Good stories and author, could be great if...
Oceanic is the third book of short stories I’ve read by Greg Egan—so clearly I like his work well enough. Still, he can be pretty clunky as a writer. I don’t mind that the characters are pretty flat and that relationships are crudely drawn, really, because this is a fiction of ideas first and foremost.

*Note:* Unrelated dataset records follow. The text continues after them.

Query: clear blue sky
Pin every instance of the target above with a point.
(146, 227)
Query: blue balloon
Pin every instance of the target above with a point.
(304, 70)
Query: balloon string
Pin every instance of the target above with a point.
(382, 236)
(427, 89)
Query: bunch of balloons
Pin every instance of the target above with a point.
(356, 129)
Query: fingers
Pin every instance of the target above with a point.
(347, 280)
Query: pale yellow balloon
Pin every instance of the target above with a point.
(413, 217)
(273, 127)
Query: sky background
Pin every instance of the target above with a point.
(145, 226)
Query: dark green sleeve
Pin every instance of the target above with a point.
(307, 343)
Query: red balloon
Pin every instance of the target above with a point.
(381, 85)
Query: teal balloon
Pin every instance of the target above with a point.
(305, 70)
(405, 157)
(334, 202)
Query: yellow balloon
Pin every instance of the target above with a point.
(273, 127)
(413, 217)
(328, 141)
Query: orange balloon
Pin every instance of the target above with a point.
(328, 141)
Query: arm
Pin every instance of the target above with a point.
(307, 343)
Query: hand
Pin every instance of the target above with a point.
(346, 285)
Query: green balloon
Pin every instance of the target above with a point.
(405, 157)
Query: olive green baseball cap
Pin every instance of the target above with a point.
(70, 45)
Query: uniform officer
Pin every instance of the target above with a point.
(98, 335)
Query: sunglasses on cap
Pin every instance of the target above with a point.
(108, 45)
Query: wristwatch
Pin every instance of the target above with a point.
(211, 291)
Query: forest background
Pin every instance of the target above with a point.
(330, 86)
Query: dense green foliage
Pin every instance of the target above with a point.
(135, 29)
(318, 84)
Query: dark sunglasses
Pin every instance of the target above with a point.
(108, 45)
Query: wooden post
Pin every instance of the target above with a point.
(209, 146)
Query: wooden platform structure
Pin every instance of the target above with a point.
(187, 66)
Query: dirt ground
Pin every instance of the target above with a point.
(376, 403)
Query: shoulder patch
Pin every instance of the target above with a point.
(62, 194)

Still, these stories could be head and shoulders above what they are now if it weren’t for:
1. The poorly explained science concepts! I’m definitely not a hard sciences person, but I am interested in the topic and have read a lot of popular science. I more or less understand basic physics things including relativity, general and special, and certain very basic ideas in quantum physics. And I have read enough complicated-science-for-dummies type stuff to know that it’s possible to explain complex ideas in a way that I can grasp. Egan either lacks the motivation or the ability to do this well. I will say this: at some point I realized that you can enjoy his stories without understanding his long, pedantic, boring, and largely incomprehensible explanations of the science itself. So if you’re not into that stuff, just read it once, don’t torture yourself going back over it, you’ll enjoy the story without it.
2. He’s SUCH a materialist and Cartesian dualist. (Possibly even a Singularitarian? Shudder....) Like, not the kind that questions his own assumptions about the nature of consciousness either. Nor does he appear especially curious about newer directions in the philosophy of consciousness. (This book, Oceanic, is particularly immature in this regard, a la Kurzweil, though all of the books I’ve read by Egan feel very “godel escher bach”/“minds I”). He seems like a much smarter person than me, and I feel disappointed he isn’t exploring any of the truly subtler implications around universe simulation, the mind body continuum, etc. I guess this is partly tied up in the weakness described in point 1, above.
I would, though, recommend any of Egan’s story collections, if you’re interested in hard SF. He’s prolific, so even though there are clunkers here and there, his work is overall entertaining and thought-provoking. Perhaps it’s greedy to wish it was more than it is—I just feel like if he pushed himself more as a writer and balanced out his logical, science side with some education and personal development in the so-called “softer” stuff, he could produce work that we could actually call pretty great, rather than just entertaining.